If that is the case, even better things could be in store for Baldwin. Because in limited time on Sunday, Whitehurst threw six of his 19 passes the way of Baldwin (most for any Seattle receiver), and Baldwin caught all six for 90 yards and a touchdown. It’s time to give this rookie his due, and add him to your fantasy roster hoping he and Whitehurst can keep their chemistry going.
With Andre Johnson out with an injury, Joel Dreessen received some extra looks from quarterback Matt Schaub and capitalized. All in all, Dreessen finished with five catches for 112 yards and a touchdown in Sunday’s game versus the Raiders.
With Johnson expected to be out again this week, Dreessen looks like a good spot start. He doesn’t maintain much value once Johnson returns, though.
ESPN’s TMR Matthew Berry hit up the Twitter lines this past week, telling fantasy owners who were hurting at running back to snatch up Jackie Battle quick, as he was in line for increased carries due to the poor play of Thomas Jones.
Well, Berry’s prediction proved correct, as Battle amassed 140 total yards for his trusting owners. I must warn you though, Battle didn’t total 140 yards in his first four seasons as a pro combined.
He has long been a special teamer, and just because he is getting extra looks, doesn’t mean he is going to produce like he did against an Indy defense that has allowed more rushing yards than any other team in the NFL this season.

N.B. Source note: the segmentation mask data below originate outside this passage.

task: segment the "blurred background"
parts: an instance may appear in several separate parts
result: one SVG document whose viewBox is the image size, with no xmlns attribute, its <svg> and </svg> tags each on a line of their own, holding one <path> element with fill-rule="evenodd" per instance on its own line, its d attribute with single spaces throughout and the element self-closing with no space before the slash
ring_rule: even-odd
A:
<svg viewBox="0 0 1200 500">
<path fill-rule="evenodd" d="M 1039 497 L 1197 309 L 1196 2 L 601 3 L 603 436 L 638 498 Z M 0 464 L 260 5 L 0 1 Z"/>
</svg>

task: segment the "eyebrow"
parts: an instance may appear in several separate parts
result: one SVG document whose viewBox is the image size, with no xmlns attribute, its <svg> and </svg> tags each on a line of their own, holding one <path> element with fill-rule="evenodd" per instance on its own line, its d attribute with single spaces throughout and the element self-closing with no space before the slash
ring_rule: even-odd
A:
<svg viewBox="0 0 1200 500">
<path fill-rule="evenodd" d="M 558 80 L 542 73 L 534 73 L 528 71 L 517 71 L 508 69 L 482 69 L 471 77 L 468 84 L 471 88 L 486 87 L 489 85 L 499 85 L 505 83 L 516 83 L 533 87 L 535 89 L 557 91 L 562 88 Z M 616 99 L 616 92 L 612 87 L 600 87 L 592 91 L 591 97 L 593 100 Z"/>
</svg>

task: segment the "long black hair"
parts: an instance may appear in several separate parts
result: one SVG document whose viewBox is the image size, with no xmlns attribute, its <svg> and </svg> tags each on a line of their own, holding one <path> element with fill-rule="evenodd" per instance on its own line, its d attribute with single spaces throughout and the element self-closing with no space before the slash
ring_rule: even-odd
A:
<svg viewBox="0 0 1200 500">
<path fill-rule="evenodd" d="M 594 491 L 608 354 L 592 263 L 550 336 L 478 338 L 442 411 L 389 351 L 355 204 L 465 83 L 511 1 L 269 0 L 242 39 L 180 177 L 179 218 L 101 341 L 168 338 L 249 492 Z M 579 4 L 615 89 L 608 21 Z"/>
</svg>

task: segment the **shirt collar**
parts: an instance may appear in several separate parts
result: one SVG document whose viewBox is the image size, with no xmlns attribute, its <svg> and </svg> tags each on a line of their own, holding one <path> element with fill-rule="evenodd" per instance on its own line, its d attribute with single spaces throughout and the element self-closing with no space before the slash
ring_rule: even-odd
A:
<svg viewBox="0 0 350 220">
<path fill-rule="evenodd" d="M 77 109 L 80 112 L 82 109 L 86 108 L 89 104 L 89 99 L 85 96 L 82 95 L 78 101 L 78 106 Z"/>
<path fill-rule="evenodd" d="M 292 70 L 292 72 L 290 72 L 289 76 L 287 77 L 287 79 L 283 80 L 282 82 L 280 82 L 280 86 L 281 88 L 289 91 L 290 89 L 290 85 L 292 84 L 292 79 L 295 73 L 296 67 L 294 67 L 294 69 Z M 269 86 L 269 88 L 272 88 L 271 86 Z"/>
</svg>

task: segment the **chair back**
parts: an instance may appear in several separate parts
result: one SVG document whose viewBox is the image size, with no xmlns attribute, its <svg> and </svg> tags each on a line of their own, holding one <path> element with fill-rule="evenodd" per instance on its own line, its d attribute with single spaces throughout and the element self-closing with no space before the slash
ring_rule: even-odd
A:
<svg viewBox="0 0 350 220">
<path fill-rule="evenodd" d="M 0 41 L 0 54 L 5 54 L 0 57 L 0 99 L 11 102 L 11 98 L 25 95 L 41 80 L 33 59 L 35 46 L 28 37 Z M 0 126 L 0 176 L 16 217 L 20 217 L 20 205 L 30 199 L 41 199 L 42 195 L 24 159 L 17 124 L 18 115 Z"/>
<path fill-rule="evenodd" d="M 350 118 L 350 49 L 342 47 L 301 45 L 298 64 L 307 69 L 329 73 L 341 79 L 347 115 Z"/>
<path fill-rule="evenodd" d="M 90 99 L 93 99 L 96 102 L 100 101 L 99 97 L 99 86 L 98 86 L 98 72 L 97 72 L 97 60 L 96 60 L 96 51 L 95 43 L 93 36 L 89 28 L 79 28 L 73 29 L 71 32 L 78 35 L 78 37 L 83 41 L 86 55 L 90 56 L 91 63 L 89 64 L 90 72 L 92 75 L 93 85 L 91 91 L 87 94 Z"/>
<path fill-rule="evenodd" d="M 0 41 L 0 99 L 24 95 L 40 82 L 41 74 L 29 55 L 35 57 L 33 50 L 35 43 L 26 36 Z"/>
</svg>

Further complicating the issue, is the fact that Battle left Sunday’s game after taking a vicious hit to the head. While he insists he’s fine, this definitely doesn’t bolster owners’ confidence. I wouldn’t expect much from Battle going forward—at least not on a consistent basis.

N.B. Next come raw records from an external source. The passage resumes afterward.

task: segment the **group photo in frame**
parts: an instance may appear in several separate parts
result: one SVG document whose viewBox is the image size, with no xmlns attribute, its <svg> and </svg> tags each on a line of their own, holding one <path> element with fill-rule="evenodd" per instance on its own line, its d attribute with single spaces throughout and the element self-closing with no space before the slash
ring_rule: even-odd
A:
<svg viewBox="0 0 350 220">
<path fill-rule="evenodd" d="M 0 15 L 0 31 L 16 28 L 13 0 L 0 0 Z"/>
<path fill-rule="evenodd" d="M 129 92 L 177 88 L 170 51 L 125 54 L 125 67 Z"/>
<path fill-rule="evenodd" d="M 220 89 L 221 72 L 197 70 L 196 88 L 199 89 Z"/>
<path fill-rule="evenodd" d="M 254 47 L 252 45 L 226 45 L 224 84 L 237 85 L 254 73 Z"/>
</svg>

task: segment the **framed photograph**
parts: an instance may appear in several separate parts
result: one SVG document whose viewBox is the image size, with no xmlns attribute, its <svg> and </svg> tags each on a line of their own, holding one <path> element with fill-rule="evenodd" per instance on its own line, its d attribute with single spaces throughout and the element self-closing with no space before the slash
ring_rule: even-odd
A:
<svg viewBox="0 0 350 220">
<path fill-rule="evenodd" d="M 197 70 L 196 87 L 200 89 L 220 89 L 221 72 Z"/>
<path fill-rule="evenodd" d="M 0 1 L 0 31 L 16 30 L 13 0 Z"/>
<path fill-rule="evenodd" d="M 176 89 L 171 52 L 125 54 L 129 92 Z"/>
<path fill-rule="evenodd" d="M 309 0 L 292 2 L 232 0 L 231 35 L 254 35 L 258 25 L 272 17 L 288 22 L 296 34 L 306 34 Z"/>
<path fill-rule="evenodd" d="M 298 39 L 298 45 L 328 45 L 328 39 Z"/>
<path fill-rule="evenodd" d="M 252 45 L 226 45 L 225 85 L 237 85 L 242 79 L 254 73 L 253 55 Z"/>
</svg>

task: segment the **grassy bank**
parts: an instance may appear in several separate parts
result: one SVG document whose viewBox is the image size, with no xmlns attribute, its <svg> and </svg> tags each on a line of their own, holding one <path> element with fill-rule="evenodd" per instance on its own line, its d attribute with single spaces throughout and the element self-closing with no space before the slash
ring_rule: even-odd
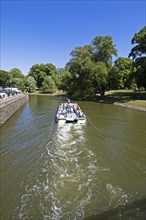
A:
<svg viewBox="0 0 146 220">
<path fill-rule="evenodd" d="M 109 104 L 118 102 L 146 108 L 146 91 L 111 90 L 105 93 L 104 102 Z"/>
</svg>

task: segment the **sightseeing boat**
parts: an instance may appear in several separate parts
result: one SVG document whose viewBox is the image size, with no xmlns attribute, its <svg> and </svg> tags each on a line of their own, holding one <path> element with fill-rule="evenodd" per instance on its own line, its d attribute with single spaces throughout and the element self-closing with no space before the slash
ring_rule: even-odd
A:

Avant had a career-high nine catches for 139 yards against the Bills on Sunday. However, his performance was tainted by two costly turnovers towards the end of the game. Those turnovers will likely hurt the confidence Avant’s coaches were building in him.
While he should still be productive in the games ahead, it probably won’t be anything near this past week’s performance. Michael Vick’s injury tendencies don’t help matters either.
With Rashard Mendenhall out this past Sunday for the Steelers, it was Isaac Redman—not Jonathan Dwyer—that was expected to stabilize the running game. While Redman wasn’t bad (61 yards on 18 total touches), it was Dwyer that had the big day.
Dwyer rushed for over 100 yards on just 11 carries. However, most of those yards came on one big 76 yard dash. Without that, Dwyer’s average yards per rush would’ve been more mediocre at 3.1.
While he will get his fair share of the carries if Mendenhall misses another game, I doubt he eclipses Redman on the depth chart anytime soon, and as such is probably not worth picking up just yet.
Carter, while pegged as the future running back of the Colts, just hasn’t impressed thus far in the season. Despite getting the goal-line carries, I’m still uncertain on him. See Donald Brown above.